How-to guide

OAuth2 delivery auth with private_key_jwt & a P12 certificate

Some targets — regulated APIs, financial and government systems, enterprise ERPs — require OAuth2 client credentials rather than a static bearer token, and often the private_key_jwt method signed with a certificate. Queuey fetches and caches the access token for you, then signs each delivery with it.

How it works

On a queue's delivery target, set the auth mode to OAuth2 (client credentials) and pick a client authentication method:

  • client_secret_post / client_secret_basic — a shared secret, stored as an OAuth2 client-secret credential.
  • private_key_jwt — a P12 certificate (plus its passphrase) is uploaded as a credential; Queuey builds a signed JWT client assertion and never sends the private key.

You configure the token endpoint, client id, scope, and (optionally) audience.

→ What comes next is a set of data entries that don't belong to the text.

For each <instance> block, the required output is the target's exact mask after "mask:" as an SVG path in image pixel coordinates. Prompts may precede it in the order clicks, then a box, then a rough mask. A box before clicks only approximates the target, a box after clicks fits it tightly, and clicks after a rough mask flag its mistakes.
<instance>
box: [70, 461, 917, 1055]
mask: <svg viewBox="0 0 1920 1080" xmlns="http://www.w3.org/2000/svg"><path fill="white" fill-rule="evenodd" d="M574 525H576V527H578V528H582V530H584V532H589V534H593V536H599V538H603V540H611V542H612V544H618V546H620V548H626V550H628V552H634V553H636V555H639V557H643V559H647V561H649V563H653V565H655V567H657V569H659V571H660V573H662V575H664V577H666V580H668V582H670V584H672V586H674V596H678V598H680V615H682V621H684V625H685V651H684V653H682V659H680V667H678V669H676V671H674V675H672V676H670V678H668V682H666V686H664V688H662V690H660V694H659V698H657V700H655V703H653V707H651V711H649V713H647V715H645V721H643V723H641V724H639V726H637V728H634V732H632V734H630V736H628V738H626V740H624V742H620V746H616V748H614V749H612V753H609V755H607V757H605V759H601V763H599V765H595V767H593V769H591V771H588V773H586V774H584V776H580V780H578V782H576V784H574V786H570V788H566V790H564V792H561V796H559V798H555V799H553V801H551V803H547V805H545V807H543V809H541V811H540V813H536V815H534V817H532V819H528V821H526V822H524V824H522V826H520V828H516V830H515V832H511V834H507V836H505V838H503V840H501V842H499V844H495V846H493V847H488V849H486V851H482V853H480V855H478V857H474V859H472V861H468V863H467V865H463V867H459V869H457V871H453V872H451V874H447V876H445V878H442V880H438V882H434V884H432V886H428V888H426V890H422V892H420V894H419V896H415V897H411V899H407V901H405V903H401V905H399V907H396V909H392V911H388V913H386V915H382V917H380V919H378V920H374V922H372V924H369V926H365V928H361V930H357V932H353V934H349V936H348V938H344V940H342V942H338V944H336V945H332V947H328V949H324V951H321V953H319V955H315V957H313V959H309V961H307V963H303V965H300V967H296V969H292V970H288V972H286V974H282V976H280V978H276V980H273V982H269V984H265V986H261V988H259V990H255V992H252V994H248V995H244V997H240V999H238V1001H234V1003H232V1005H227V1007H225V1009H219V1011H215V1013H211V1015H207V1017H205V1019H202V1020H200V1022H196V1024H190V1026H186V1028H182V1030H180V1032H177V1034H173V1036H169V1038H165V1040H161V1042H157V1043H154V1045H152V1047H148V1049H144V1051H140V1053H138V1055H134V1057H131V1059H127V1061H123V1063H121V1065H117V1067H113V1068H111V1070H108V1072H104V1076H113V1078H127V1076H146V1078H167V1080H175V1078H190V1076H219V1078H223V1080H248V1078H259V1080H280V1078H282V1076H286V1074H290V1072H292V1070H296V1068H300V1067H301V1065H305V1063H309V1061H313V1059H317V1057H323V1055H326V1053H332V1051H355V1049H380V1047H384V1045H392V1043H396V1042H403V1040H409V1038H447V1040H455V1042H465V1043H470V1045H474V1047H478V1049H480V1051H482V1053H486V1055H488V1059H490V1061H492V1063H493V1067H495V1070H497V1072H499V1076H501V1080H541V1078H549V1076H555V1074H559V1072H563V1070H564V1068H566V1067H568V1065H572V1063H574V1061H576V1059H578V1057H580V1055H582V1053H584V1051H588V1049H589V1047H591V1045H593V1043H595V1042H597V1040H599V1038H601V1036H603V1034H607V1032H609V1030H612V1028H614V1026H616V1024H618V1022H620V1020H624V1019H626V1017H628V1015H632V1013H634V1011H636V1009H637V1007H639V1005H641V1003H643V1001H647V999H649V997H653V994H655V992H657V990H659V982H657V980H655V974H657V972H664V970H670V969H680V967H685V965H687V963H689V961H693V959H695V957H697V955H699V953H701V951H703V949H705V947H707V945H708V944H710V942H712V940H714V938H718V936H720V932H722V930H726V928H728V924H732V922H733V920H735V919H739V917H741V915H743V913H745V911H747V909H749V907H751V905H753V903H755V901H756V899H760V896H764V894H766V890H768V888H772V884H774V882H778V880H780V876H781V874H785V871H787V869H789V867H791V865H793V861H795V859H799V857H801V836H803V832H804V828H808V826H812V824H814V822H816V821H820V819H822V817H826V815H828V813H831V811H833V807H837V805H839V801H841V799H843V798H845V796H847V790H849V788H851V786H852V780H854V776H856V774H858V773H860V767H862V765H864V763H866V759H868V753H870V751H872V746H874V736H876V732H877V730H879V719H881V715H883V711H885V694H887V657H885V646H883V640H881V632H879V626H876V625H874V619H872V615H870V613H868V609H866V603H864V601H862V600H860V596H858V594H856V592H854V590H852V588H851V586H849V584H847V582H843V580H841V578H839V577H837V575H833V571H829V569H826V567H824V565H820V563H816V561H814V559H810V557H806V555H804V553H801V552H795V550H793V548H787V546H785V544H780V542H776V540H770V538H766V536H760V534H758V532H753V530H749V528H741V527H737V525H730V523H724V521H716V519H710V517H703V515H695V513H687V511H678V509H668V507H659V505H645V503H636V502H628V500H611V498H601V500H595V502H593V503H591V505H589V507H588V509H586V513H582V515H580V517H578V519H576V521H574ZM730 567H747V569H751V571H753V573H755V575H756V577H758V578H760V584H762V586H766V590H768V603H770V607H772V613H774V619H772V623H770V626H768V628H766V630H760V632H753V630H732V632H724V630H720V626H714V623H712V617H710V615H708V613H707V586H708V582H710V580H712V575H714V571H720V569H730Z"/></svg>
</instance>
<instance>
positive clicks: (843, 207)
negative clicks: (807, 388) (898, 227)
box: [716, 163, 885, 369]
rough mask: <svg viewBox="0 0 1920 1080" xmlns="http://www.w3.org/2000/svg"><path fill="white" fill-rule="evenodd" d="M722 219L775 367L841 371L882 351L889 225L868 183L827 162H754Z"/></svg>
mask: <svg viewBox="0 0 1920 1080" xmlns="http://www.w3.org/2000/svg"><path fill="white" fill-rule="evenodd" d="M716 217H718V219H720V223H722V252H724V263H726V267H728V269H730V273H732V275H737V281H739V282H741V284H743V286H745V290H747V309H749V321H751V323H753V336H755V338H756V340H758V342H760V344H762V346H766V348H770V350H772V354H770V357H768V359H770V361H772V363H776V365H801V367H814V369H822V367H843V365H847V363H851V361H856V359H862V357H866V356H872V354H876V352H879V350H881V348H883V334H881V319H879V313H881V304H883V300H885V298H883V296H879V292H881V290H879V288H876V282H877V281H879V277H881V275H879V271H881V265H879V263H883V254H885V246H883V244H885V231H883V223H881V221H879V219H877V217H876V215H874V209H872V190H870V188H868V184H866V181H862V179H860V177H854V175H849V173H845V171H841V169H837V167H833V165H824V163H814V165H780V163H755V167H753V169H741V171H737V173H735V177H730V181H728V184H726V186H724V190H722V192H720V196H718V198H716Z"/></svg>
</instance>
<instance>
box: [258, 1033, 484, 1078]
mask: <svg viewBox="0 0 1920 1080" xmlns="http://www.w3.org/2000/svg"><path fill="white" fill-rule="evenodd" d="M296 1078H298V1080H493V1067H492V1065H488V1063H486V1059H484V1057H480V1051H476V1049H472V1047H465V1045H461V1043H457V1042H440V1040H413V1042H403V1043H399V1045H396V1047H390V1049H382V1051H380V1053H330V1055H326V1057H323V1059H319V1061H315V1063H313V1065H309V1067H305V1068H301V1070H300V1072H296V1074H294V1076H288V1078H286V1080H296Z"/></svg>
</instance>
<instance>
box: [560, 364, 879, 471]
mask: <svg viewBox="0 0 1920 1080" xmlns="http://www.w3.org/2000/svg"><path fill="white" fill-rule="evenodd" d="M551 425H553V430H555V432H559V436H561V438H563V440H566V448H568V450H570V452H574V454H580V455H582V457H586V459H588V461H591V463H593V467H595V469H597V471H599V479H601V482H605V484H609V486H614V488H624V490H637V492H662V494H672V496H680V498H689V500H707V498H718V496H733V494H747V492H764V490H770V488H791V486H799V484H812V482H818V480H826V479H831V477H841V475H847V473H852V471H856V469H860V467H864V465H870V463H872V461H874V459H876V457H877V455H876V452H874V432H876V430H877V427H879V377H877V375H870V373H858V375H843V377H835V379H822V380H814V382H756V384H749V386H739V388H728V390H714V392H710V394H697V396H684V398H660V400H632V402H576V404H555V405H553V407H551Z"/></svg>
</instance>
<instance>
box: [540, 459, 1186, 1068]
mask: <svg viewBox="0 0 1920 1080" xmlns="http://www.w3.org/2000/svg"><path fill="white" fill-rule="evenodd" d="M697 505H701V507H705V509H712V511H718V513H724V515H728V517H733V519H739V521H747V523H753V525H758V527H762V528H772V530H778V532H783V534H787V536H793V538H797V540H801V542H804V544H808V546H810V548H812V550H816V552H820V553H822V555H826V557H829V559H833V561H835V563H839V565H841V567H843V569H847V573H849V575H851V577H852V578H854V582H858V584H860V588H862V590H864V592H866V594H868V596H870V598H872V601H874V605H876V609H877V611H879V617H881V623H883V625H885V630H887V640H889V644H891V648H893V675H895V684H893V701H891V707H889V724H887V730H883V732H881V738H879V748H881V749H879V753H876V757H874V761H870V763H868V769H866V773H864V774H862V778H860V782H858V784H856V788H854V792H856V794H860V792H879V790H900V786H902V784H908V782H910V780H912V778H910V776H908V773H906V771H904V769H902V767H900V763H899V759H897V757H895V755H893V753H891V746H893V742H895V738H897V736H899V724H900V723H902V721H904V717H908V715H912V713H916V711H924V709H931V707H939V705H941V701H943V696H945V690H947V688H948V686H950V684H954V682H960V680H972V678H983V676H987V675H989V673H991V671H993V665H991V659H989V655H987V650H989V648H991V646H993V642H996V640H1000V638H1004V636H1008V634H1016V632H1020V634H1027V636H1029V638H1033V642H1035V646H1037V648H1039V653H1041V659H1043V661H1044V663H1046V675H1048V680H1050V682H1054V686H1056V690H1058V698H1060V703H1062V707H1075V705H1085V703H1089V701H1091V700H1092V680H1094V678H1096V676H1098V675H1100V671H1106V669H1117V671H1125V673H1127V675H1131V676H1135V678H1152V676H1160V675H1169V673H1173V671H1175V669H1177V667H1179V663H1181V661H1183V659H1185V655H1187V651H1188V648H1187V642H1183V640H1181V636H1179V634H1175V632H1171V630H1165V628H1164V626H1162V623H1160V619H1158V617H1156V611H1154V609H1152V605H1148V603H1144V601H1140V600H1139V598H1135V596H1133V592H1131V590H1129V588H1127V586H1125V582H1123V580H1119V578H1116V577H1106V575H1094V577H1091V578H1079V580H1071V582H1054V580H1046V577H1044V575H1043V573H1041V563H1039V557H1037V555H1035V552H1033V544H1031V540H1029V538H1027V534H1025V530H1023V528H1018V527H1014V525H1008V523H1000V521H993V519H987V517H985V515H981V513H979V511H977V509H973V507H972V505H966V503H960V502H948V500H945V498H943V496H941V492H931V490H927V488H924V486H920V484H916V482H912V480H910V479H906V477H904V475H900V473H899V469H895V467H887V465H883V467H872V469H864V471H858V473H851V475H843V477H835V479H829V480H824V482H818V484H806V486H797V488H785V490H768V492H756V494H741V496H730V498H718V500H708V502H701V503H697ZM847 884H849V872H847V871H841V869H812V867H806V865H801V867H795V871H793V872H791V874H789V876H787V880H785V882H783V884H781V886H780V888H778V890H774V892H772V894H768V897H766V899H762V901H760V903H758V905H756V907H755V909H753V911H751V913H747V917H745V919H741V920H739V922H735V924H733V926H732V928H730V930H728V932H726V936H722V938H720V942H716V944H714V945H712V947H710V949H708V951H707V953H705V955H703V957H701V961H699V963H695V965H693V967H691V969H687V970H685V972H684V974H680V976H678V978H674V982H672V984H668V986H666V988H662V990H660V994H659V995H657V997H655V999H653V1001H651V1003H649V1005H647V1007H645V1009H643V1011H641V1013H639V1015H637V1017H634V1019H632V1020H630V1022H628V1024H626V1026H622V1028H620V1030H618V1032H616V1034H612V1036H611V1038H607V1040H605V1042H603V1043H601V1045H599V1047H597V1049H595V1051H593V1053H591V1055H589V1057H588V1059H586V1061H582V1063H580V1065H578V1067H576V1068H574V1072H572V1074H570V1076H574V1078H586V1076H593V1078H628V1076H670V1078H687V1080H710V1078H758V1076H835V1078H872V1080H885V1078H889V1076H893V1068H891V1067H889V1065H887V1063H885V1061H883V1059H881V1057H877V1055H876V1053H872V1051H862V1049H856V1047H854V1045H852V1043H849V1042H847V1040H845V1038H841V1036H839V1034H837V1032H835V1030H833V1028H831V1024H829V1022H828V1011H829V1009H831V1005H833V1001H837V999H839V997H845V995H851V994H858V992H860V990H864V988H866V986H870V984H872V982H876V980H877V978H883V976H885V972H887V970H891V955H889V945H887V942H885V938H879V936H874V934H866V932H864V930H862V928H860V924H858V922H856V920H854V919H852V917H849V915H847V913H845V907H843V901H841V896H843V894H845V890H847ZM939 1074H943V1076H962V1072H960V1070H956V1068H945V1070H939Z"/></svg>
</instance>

Queuey requests a token, caches it across workers until just before it expires, and attaches Authorization: Bearer <token> to every delivery.

1 — The signed client assertion

For private_key_jwt, Queuey builds and signs this JWT with your certificate (RS256/ES256, with the x5t thumbprint in the header):

client assertion (claims)
{
  "iss": "<your-client-id>",
  "sub": "<your-client-id>",
  "aud": "https://idp.example.com/connect/token",
  "jti": "<random-uuid>",
  "iat": 1750000000,
  "nbf": 1750000000,
  "exp": 1750000120
}

2 — The token request

Queuey posts the assertion to the IdP's token endpoint as a client-credentials grant:

POST token endpoint
POST /connect/token HTTP/1.1
Host: idp.example.com
Content-Type: application/x-www-form-urlencoded

grant_type=client_credentials
&scope=<scope>
&client_assertion_type=urn:ietf:params:oauth:client-assertion-type:jwt-bearer
&client_assertion=<signed-JWT>
Use the discovery token_endpoint
Point the token endpoint at the IdP's actual token_endpoint (from its .well-known/openid-configuration), e.g. /connect/token — not the portal or discovery base, which will return HTML.

3 — The delivery

Each delivery now carries the bearer token. If the target needs to know which of your customers an event belongs to, forward the event's GroupKey as a header the target expects (for example X-Account-Id):

outbound delivery
POST /your/webhook HTTP/1.1
Host: api.partner.example
Authorization: Bearer <access-token-from-the-idp>
Content-Type: application/json
X-Account-Id: <forwarded GroupKey, if configured>

{ "eventType": "invoice.created", "payload": { ... } }
Security defaults
The token endpoint must be HTTPS (plain HTTP is allowed only for localhost). The certificate and passphrase are stored encrypted, and the access token is cached only for its lifetime minus a safety skew. Only the public certificate is ever sent to the IdP.